Boost For Critically Endangered Frog

Dept of Climate Change, Energy, Environment & Water

The critically endangered spotted tree frog is taking new leaps with the help of the Australian Government and Zoos Victoria.

Around 70 juvenile frogs were recently returned to the streams of Mt Beauty, as part of a captive breeding program following the 2019-20 Black Summer bushfires.

The fires destroyed 50% of known Spotted Tree Frog habitat in Victoria.

In 2021, 26 spotted tree frogs were taken from multiple sites for breeding and reintroduction in response to the bushfires.

With support from Australian Government funding, more than 800 frogs have now been bred at the Amphibian Bushfire Recovery Centre at Melbourne Zoo and Threatened Amphibian Biolab at Healesville Sanctuary.
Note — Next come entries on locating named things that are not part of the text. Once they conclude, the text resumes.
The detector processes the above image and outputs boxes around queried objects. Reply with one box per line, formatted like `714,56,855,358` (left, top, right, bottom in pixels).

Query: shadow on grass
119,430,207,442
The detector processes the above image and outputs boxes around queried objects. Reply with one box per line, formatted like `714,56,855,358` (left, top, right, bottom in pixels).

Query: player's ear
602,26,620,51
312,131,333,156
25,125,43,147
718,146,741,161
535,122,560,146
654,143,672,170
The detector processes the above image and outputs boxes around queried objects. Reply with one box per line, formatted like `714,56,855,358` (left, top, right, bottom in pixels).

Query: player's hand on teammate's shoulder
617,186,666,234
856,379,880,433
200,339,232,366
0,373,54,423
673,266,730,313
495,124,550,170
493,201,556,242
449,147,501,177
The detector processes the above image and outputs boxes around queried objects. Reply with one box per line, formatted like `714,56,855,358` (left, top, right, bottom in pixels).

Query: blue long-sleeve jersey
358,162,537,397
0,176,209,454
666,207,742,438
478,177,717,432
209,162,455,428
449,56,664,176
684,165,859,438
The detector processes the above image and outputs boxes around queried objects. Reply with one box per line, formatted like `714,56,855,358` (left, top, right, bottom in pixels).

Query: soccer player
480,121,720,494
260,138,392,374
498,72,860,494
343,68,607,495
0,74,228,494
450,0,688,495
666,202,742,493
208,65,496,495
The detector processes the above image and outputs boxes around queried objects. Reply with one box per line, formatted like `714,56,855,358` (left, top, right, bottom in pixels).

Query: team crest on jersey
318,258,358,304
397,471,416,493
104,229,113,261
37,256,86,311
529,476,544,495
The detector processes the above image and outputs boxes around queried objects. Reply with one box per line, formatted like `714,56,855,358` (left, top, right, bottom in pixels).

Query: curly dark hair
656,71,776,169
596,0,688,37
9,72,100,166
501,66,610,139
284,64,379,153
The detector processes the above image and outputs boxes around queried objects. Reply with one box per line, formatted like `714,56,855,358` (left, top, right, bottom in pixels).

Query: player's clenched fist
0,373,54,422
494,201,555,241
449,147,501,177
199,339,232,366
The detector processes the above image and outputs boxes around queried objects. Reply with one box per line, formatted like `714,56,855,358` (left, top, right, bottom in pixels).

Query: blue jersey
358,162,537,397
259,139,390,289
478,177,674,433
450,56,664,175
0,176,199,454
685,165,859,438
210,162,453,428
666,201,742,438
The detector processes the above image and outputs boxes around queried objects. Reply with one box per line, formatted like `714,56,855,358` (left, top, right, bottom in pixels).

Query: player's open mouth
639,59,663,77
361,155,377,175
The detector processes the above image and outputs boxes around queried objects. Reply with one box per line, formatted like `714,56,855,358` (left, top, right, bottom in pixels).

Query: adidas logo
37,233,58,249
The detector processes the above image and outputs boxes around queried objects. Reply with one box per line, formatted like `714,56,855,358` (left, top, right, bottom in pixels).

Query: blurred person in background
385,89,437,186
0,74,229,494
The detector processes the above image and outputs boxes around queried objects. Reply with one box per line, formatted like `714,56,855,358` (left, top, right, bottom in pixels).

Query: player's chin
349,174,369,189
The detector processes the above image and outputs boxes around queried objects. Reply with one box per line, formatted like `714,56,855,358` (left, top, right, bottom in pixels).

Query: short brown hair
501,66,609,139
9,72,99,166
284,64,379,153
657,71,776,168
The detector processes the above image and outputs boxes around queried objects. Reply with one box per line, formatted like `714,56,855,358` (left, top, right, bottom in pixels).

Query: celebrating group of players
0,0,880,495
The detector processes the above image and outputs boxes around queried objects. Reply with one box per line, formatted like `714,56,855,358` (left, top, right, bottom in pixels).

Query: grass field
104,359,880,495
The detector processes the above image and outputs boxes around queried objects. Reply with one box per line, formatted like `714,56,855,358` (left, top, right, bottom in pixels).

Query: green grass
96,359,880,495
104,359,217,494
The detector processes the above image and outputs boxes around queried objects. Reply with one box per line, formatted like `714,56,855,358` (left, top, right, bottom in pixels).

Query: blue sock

A second generation is in waiting to either contribute their genetics to the program or to become candidates for future wild releases.
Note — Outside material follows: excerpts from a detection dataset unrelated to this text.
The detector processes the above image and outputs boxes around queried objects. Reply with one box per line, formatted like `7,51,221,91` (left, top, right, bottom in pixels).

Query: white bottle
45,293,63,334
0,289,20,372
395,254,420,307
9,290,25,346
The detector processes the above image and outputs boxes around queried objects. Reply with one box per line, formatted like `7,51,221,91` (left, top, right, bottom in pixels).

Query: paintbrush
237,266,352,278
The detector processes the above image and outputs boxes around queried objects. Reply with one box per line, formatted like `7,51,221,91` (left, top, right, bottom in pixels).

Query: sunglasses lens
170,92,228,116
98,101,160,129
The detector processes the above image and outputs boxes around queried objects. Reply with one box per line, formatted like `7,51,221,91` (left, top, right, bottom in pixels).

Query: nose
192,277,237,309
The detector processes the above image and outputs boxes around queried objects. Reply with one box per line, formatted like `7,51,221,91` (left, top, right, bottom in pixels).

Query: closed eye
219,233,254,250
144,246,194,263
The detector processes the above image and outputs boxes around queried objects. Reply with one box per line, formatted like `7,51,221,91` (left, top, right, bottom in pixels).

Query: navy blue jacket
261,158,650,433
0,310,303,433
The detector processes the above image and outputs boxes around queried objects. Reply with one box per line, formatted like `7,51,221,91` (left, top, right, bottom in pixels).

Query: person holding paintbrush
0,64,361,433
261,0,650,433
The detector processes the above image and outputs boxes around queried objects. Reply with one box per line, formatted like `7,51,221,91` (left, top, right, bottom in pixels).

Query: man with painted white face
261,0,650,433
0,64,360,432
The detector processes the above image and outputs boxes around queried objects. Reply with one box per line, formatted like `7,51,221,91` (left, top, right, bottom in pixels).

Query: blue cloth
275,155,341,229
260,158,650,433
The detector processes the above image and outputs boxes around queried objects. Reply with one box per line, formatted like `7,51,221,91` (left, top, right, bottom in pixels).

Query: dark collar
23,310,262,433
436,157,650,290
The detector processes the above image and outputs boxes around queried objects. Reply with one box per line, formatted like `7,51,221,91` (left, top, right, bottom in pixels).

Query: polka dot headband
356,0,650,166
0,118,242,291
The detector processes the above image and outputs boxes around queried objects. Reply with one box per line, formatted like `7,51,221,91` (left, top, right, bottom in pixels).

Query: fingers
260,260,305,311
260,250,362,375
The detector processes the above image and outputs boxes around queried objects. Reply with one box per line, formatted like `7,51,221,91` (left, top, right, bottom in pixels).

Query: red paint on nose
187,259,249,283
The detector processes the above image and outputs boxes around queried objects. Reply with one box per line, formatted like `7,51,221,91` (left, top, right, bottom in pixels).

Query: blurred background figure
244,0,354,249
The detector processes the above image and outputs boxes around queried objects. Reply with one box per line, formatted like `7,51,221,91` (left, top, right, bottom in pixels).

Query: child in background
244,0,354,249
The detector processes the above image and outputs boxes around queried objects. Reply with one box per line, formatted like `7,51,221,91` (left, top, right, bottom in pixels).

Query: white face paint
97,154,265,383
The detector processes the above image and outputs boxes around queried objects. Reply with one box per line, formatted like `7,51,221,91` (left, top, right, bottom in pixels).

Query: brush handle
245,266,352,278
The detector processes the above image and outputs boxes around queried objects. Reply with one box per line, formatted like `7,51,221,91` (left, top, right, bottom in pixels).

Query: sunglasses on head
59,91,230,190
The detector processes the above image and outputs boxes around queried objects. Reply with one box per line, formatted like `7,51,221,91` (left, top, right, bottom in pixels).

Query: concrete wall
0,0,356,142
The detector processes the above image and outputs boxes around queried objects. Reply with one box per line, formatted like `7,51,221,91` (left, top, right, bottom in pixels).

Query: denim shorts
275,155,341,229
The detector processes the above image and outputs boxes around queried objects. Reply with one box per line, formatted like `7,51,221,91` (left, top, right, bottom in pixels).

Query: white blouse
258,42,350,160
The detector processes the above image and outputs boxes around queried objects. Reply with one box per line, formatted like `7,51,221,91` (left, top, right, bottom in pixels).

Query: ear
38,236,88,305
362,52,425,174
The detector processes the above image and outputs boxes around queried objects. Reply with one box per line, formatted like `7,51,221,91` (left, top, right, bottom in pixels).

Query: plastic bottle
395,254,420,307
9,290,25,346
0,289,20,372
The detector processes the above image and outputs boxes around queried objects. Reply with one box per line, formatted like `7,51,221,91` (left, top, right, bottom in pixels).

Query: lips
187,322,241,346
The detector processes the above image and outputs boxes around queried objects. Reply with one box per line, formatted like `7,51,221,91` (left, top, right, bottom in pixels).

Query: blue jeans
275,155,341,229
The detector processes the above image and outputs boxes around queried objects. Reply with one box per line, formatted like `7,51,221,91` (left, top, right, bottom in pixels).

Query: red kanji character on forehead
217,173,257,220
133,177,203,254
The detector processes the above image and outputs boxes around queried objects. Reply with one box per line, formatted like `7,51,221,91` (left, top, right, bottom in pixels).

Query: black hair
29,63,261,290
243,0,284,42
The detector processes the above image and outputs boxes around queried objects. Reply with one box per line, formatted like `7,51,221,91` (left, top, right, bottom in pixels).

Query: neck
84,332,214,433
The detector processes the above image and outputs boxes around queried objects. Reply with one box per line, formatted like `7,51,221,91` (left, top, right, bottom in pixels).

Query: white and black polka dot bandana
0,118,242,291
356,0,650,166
A further 300 tadpoles and other frog species will be released in the coming weeks.

The spotted tree frog is a small, often vivid green frog with bumps all over its skin. Populations have been in decline due to:

  • habitat impacts from the fires
  • Chytridiomycosis, caused by the amphibian chytrid fungus
  • predation by non-native fish
  • other climate-related emergencies including flash flooding.